Judging from my Google Search results to recreate his search, what he actually tried to search for was: Mendelian dominance open access — without the quote marks. Difficult to see how such a loose search would find something worth having. But even if he’d then gone on to say… ‘so, we need to teach students how to search Google properly…’, his article’s point would have been much the same. Even using sophisticated Google search methods, one still gets mired amid a swamp of Powerpoints, K-12 lesson plans, student quizzes, wikis, high-ranking predatory journal articles and other junk.
JURN does a fairly good job with…
Mendel “dominance” “Commons Attribution” -noncommercial
Having Mendel without quote marks in that way, catches Mendel | Mendel’s | Mendelian | since Google automatically expands the name.
The target CC content, as currently found on OA journals via JURN, seems to reside almost entirely in PLOS, Pubmed, Springer and a few others.
But there’s more in the hybrid journals. So one can also approximate a main Google Search across the large publishers, Elsevier for instance, via something like…
site:www.sciencedirect.com/science/article/ “Commons Attribution” -noncommercial -“non-commercial”
For Oxford Journals it’s slightly different…
inurl:oxfordjournals.org “Commons Attribution” -“non-commercial”
(Google will probably flash up an annoying “captcha” to make sure you’re not a robot, at that point, if you’ve worked the examples down to this point).
And so on… one could just work through the larger publishers that way. For Springer most of the work has already been done by Paperity, although Paperity still lacks coverage of a couple of OA Springer titles.

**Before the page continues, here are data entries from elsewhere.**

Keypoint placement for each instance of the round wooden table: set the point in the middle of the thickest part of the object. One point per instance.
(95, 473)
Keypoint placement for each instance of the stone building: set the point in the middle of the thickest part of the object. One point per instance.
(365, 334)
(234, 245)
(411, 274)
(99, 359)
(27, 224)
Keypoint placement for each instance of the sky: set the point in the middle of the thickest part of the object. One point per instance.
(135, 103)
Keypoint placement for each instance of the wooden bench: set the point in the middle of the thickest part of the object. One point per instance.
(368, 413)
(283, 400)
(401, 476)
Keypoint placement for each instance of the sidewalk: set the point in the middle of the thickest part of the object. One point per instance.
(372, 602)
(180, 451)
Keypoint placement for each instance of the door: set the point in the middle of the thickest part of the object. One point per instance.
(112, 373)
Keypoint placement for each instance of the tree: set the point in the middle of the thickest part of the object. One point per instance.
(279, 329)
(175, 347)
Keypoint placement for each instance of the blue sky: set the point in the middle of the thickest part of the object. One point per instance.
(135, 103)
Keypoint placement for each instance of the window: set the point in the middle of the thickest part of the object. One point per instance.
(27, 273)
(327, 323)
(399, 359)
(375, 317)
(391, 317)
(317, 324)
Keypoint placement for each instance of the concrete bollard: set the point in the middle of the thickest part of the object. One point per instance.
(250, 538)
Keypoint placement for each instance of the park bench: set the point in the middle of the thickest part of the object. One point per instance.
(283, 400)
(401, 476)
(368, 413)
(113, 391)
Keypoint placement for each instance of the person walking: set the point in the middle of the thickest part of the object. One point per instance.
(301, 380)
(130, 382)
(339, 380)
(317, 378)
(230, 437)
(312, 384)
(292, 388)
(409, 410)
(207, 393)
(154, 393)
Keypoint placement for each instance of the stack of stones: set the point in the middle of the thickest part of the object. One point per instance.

It’s certainly not ideal, as Russell suggests. On the other hand, one might ask why someone needs to find just the CC-BY content on a topic. Perhaps it’s actually quite useful that a big publisher would find it difficult to automatically siphon all known CC-BY articles and books into its own giant repository, slap on some search, mining, overlay journal and themed book-compiling tools, and then sell access to it.